'Presidential club' ala Prabowo dikhawatirkan jadi 'klub elite para sultan' - 'Kuncinya ada di Megawati'

Megawati, Prabowo

Sumber gambar, Anton Raharjo/Anadolu Agency via Getty Images

Keterangan gambar, Prabowo Subianto bertamu ke rumah Megawati Soekarnoputri di Jakarta pada 24 Juli 2019. Setelah menang di pilpres 2024, Prabowo disebut mengusulkan ide membentuk klub kepresidenan yang berisi para mantan presiden, termasuk Megawati.
  • Penulis, Viriya Singgih
  • Peranan, BBC News Indonesia

Ide Prabowo Subianto, presiden terpilih periode 2024-2029, untuk membentuk presidential club berisi para mantan presiden dinilai sebagai usaha mengamankan kebijakan pemerintahannya. Namun, bila ini terwujud, pengamat khawatir akan terbentuk "klub elite para sultan" yang menjalankan pemerintahan tanpa mekanisme pengawasan memadai.

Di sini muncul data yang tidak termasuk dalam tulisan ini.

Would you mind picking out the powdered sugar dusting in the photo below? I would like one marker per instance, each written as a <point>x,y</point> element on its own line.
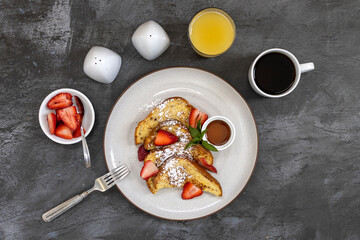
<point>177,174</point>
<point>150,106</point>
<point>177,148</point>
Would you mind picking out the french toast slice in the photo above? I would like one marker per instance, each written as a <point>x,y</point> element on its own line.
<point>178,170</point>
<point>172,126</point>
<point>159,154</point>
<point>172,108</point>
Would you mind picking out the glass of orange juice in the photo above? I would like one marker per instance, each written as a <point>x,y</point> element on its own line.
<point>211,32</point>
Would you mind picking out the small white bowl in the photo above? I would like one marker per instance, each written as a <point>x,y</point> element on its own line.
<point>88,119</point>
<point>232,130</point>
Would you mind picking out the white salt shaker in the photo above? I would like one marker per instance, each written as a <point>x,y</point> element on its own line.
<point>102,64</point>
<point>150,40</point>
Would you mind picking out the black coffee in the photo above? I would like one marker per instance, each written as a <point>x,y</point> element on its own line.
<point>274,73</point>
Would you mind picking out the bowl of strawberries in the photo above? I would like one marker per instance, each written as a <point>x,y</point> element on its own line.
<point>61,116</point>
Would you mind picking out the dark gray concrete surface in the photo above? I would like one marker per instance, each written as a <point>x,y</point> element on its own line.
<point>306,184</point>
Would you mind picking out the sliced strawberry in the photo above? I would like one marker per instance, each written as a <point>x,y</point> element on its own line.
<point>77,132</point>
<point>61,100</point>
<point>57,116</point>
<point>190,191</point>
<point>79,118</point>
<point>69,117</point>
<point>165,138</point>
<point>195,116</point>
<point>63,131</point>
<point>142,153</point>
<point>207,166</point>
<point>149,169</point>
<point>52,122</point>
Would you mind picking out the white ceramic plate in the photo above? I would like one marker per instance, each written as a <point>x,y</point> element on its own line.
<point>205,91</point>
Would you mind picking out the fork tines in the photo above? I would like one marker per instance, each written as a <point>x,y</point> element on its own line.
<point>116,174</point>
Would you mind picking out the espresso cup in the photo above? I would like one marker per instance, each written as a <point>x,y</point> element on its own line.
<point>276,72</point>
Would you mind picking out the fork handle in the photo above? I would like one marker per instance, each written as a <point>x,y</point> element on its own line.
<point>63,207</point>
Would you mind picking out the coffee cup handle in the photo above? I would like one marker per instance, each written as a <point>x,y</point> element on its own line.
<point>307,67</point>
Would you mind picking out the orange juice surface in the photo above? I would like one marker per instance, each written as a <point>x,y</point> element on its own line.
<point>211,32</point>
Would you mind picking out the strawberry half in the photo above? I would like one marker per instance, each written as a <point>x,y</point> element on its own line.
<point>165,138</point>
<point>207,166</point>
<point>69,117</point>
<point>77,132</point>
<point>149,169</point>
<point>190,191</point>
<point>57,116</point>
<point>63,131</point>
<point>142,153</point>
<point>195,116</point>
<point>52,122</point>
<point>61,100</point>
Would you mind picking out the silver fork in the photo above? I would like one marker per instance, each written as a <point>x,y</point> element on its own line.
<point>102,184</point>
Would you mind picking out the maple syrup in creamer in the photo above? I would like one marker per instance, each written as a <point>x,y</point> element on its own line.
<point>218,132</point>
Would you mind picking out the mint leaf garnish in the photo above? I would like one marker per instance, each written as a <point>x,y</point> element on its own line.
<point>198,135</point>
<point>208,146</point>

Prabowo disebut "serius" menjalankan rencana membentuk klub kepresidenan untuk merangkul para mantan presiden di era Reformasi untuk "melanjutkan semua agenda-agenda pembangunan".

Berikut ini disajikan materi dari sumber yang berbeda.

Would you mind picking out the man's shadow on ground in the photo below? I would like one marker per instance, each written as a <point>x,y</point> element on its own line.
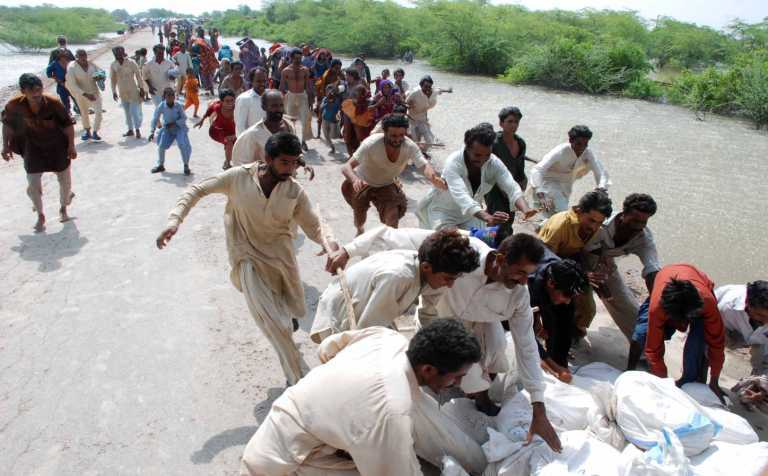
<point>235,436</point>
<point>50,248</point>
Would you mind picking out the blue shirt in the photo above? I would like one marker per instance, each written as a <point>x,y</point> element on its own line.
<point>171,115</point>
<point>330,109</point>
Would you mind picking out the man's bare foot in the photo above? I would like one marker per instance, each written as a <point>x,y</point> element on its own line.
<point>63,217</point>
<point>40,224</point>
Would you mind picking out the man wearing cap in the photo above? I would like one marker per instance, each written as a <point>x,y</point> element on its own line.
<point>420,101</point>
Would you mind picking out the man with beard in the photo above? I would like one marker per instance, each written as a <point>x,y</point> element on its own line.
<point>385,285</point>
<point>373,171</point>
<point>249,146</point>
<point>494,292</point>
<point>248,110</point>
<point>264,204</point>
<point>125,78</point>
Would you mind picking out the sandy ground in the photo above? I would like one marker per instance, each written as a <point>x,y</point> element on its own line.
<point>118,358</point>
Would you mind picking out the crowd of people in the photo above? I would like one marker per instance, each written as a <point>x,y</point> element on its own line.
<point>468,272</point>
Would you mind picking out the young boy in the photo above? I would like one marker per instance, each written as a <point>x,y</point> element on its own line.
<point>174,128</point>
<point>191,90</point>
<point>330,110</point>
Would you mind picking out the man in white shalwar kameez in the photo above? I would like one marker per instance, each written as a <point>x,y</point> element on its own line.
<point>553,177</point>
<point>494,292</point>
<point>264,204</point>
<point>362,412</point>
<point>470,174</point>
<point>385,285</point>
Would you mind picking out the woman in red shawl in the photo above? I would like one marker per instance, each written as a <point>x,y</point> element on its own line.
<point>208,62</point>
<point>222,130</point>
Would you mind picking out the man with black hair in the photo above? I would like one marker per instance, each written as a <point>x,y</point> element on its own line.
<point>568,233</point>
<point>419,101</point>
<point>37,127</point>
<point>744,308</point>
<point>264,204</point>
<point>470,173</point>
<point>552,178</point>
<point>249,146</point>
<point>552,287</point>
<point>372,174</point>
<point>683,298</point>
<point>623,234</point>
<point>385,285</point>
<point>494,292</point>
<point>363,411</point>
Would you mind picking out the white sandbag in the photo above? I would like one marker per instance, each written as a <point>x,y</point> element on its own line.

Presiden Joko Widodo menyambut baik ide tersebut, begitu juga mantan presiden Susilo Bambang Yudhoyono (SBY).

Namun, kubu Megawati Soekarnoputri menganggap gagasan ini "belum jelas".

Bila klub kepresidenan benar terbentuk, pengamat menilai bisa terbentuk "koalisi gendut" pemerintahan yang memudahkan Prabowo merumuskan kebijakan tanpa perlawanan berarti di parlemen.

Risikonya, kata pengamat, klub itu hanya akan jadi "klub elite" yang memunculkan "oligarki politik luar biasa".

Prabowo, SBY, Jokowi

Sumber gambar, ADEK BERRY/AFP via Getty Images

Keterangan gambar, Susilo Bambang Yudhoyono (SBY) kala masih menjabat presiden menjalani buka puasa bersama Prabowo Subianto dan Joko Widodo pada 20 Juli 2014. Selewat 10 tahun, Prabowo menang di pilpres 2024 dan mengusulkan pembentukan klub kepresidenan yang berisi para mantan presiden.

Bagaimana awal mula mencuatnya ide klub kepresidenan?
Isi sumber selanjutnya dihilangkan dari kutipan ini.